Mélissa a quitté l’Abitibi-Témiscamingue au début des années 2000 pour suivre son conjoint, inscrit au baccalauréat en génie forestier offert à l’Université Laval. «Pour ma part, j’ai obtenu un baccalauréat intégré en économie et politique, puis j’ai fait une maîtrise en administration à l’Université de Sherbrooke», raconte-t-elle.

De retour dans sa région depuis l’été 2008, elle travaille comme agente de développement rural à la MRC de la Vallée-de-l’Or. «Mon conjoint et moi avons toujours eu en tête de revenir nous installer dans la région. Nous avons acheté une maison à Barraute, et je travaille à Val-d’Or, située à 57 kilomètres.»

Pas d’embouteillage

En été, il ne faut que 35 minutes à Mélissa pour effectuer le trajet entre sa résidence et son travail. La plupart des banlieusards qui travaillent sur l’île de Montréal ne peuvent pas en dire autant!

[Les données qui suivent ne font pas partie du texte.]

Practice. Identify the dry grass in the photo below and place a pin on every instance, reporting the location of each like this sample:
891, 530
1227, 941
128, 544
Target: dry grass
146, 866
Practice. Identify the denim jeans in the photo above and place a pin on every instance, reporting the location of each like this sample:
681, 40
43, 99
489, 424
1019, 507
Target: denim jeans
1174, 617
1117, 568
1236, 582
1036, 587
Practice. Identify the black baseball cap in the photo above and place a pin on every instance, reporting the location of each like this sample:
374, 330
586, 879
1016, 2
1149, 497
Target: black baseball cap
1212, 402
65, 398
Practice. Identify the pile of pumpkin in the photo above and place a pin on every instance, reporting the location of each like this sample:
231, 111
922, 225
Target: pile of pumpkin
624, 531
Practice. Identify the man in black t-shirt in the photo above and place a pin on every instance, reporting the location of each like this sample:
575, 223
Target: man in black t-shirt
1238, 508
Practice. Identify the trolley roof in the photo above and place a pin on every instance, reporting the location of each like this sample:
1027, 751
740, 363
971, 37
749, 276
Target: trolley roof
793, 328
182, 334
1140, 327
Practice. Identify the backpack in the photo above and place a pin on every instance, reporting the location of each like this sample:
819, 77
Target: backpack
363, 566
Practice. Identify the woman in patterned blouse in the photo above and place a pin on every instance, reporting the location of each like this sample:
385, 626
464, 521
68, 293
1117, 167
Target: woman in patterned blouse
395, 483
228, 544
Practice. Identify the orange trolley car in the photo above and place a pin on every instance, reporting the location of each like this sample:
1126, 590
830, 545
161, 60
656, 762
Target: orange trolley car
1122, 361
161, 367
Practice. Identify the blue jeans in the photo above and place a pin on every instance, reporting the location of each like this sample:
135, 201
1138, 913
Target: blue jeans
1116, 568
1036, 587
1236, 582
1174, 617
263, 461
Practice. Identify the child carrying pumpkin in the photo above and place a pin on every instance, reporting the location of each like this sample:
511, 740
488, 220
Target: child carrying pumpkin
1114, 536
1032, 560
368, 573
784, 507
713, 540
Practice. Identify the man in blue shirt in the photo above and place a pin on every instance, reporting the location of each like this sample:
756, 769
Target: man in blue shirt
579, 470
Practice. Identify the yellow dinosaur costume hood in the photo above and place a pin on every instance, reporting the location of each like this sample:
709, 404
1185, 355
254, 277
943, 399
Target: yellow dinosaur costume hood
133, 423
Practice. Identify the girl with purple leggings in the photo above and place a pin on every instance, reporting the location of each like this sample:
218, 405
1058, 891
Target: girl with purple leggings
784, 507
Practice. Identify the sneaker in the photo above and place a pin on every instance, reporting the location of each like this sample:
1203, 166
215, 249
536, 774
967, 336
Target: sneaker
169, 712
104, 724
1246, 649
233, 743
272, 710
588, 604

Mélissa avoue ne pas être une adepte de plein air; ce n’est donc pas ce qui l’a ramenée vers sa région natale. En revanche, elle apprécie l’espace, le fait d’avoir un grand terrain autour de sa maison et d’avoir ainsi la tranquillité.

Et la vie culturelle dans tout ça? «Les activités ne manquent pas : il y a de nombreux spectacles, des soirées d’improvisation, etc. De toute façon, j’ai une voiture et comme la plupart des gens d’ici, la distance ne me fait pas peur. Cela ne me dérangerait pas de faire plusieurs heures de voiture pour aller assister à un spectacle à Montréal, s’il me tient vraiment à cœur.»